There were other arrangements to make now, Reid thought while he set up the final experiment. This lab was a secret, and he could not be allowed to die here and risk the work being discovered. Nonetheless, time was running short, and he knew he would not be able to perform the proper evaluations.

The army were making the sword, he thought, but a sword needed someone to wield it.

The macaque sat in the plastic box a conditioned implant lodged deep into the hippocampus. This animal feared the tone, but Reid was interested in the next animal. The macaques in the plastic cages against the far wall were quiet and still. They were watching him. Was it accusation in their eyes?

Reid played the tone. The animals around the room gave no response, apart from with puzzlement, while the animal in the middle of the room screeched, cradled its arm and whimpered away in the corner. Satisfied, Reid switched the program. There was a faint hiss and the macaque flopped around drowsily before it was finally, and permanently, still.

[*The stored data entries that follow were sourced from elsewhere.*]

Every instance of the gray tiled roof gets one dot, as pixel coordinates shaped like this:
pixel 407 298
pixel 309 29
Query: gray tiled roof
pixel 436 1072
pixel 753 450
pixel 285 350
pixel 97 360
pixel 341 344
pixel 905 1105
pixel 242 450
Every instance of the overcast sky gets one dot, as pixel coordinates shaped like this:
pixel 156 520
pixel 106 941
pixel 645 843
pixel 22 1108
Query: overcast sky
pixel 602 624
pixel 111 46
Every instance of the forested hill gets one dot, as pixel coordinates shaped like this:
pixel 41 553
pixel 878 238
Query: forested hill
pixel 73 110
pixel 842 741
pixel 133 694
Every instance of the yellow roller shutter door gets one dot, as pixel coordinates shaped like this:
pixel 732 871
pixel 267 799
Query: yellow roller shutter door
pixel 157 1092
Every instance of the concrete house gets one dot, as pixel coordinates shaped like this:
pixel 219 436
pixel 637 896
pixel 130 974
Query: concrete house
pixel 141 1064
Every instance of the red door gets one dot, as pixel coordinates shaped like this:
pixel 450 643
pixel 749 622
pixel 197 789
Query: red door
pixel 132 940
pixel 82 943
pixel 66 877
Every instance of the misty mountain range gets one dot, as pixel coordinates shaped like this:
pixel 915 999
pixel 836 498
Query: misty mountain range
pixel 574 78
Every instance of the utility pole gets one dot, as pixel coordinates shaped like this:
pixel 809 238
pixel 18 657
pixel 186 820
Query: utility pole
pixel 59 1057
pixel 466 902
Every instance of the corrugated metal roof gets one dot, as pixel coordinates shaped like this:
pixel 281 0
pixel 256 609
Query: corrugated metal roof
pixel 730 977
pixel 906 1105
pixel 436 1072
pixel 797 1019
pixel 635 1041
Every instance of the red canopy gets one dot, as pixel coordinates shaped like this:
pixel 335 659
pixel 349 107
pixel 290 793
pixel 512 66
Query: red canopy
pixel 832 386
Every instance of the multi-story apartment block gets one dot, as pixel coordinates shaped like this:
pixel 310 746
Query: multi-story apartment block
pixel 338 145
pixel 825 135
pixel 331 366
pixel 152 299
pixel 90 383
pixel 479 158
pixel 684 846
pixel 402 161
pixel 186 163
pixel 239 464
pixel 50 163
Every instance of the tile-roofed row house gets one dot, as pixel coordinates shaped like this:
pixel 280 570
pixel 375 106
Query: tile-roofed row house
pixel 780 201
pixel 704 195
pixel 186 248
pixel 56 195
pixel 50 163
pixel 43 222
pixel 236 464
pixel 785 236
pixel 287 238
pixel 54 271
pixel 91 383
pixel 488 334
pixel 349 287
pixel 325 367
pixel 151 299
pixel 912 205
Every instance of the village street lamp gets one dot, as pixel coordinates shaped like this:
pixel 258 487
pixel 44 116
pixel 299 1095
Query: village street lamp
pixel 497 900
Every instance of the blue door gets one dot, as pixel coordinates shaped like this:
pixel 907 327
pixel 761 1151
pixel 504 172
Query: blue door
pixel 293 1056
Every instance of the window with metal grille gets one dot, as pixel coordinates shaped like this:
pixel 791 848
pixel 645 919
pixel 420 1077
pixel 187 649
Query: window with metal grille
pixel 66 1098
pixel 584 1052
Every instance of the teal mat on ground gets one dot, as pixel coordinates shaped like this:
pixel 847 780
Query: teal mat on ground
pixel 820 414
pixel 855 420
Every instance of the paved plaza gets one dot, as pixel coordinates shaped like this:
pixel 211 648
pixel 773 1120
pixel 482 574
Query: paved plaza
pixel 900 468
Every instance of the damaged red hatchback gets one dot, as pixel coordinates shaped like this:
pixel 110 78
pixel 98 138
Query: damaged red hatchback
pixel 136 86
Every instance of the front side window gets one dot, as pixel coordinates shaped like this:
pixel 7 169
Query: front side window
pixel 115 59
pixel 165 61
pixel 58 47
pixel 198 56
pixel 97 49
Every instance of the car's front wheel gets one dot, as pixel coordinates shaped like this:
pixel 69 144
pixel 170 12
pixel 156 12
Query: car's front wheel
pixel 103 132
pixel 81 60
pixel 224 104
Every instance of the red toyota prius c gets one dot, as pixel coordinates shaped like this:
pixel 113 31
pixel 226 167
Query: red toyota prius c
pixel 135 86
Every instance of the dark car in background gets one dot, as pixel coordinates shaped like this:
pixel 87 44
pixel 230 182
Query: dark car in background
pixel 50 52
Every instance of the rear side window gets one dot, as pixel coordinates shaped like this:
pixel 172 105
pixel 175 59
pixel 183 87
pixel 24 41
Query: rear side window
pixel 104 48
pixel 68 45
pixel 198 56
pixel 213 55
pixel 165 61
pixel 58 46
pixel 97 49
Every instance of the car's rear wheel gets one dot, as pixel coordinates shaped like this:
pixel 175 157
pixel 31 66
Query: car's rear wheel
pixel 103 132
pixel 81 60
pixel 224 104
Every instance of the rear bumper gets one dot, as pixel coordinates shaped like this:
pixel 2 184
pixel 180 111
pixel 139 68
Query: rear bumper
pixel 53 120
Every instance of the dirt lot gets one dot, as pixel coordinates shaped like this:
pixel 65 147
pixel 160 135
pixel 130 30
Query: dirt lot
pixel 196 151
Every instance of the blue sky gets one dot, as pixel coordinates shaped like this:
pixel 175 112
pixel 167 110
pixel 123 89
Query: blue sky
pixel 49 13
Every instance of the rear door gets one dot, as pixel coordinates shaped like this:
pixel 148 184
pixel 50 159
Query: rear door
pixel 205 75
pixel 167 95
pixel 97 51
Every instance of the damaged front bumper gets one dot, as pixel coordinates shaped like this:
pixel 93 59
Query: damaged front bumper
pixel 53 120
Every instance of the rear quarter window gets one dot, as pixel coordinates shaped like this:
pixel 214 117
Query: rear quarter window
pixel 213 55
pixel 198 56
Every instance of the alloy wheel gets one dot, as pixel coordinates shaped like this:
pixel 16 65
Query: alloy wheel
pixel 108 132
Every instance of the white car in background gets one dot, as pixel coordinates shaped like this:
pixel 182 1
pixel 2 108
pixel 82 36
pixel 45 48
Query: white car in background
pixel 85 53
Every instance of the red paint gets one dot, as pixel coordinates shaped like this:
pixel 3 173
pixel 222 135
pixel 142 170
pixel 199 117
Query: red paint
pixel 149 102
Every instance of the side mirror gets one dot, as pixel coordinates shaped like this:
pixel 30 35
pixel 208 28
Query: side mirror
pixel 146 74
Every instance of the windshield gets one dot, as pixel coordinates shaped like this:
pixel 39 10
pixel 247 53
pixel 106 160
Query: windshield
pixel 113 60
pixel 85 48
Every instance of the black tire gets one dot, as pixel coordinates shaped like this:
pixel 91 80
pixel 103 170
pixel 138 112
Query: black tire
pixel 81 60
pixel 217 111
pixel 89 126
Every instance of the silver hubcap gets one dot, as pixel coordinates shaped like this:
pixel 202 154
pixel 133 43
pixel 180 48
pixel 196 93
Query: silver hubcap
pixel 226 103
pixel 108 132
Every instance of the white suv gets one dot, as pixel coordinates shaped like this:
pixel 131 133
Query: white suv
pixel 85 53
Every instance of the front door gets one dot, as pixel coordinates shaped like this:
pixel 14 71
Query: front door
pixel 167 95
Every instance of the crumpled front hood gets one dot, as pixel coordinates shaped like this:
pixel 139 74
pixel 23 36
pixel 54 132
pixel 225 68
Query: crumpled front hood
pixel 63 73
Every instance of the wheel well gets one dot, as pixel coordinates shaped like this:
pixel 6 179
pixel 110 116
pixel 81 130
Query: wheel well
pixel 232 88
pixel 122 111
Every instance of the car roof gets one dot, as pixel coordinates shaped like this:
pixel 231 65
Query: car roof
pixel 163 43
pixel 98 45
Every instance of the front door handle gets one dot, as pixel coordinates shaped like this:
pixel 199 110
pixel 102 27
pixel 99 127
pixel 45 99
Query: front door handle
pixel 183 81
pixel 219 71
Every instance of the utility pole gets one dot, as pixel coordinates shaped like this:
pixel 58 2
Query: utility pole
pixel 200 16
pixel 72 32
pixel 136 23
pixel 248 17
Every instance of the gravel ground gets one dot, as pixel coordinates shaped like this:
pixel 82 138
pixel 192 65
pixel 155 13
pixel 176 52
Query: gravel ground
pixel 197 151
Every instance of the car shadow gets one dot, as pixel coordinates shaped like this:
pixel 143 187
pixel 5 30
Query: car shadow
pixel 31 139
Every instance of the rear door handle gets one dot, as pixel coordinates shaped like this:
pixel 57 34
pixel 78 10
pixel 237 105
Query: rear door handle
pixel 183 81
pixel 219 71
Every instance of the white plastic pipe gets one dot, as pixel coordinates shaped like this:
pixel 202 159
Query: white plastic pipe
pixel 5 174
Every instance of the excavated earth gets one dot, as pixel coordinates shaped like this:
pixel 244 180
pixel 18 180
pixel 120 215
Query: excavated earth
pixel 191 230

The other macaques screamed and yelled while Reid cursed his drugs and his condition that he had not thought of carrying out the sacrifice in another room. Out of the corner of his eyes, and through the all-consuming ruckus in the room, Reid saw that one animal was not screaming but rather examining its own cage as if it were a novel environment.

Loath as he was to add to the noise, Reid switched the conditioned tone back on, keeping his eyes fixed on the exploring macaque. As soon as the flatline tone started it became startled, frozen, and screeched in fear, cradling its arm to soothe an injury it had never received.

Reid smiled at the pitiful creature. His plan was finally realised. The implant was safe, he knew. His company already sold it as a treatment. A few changes to the specifications, and no one would know the difference. The device would seamlessly enter mass production and at the heart of it would be the code that would determine to whom humanity’s salvation would be bequeathed.

A sword had been forged, and now, Reid had ensured, there would be an undying King to wield it.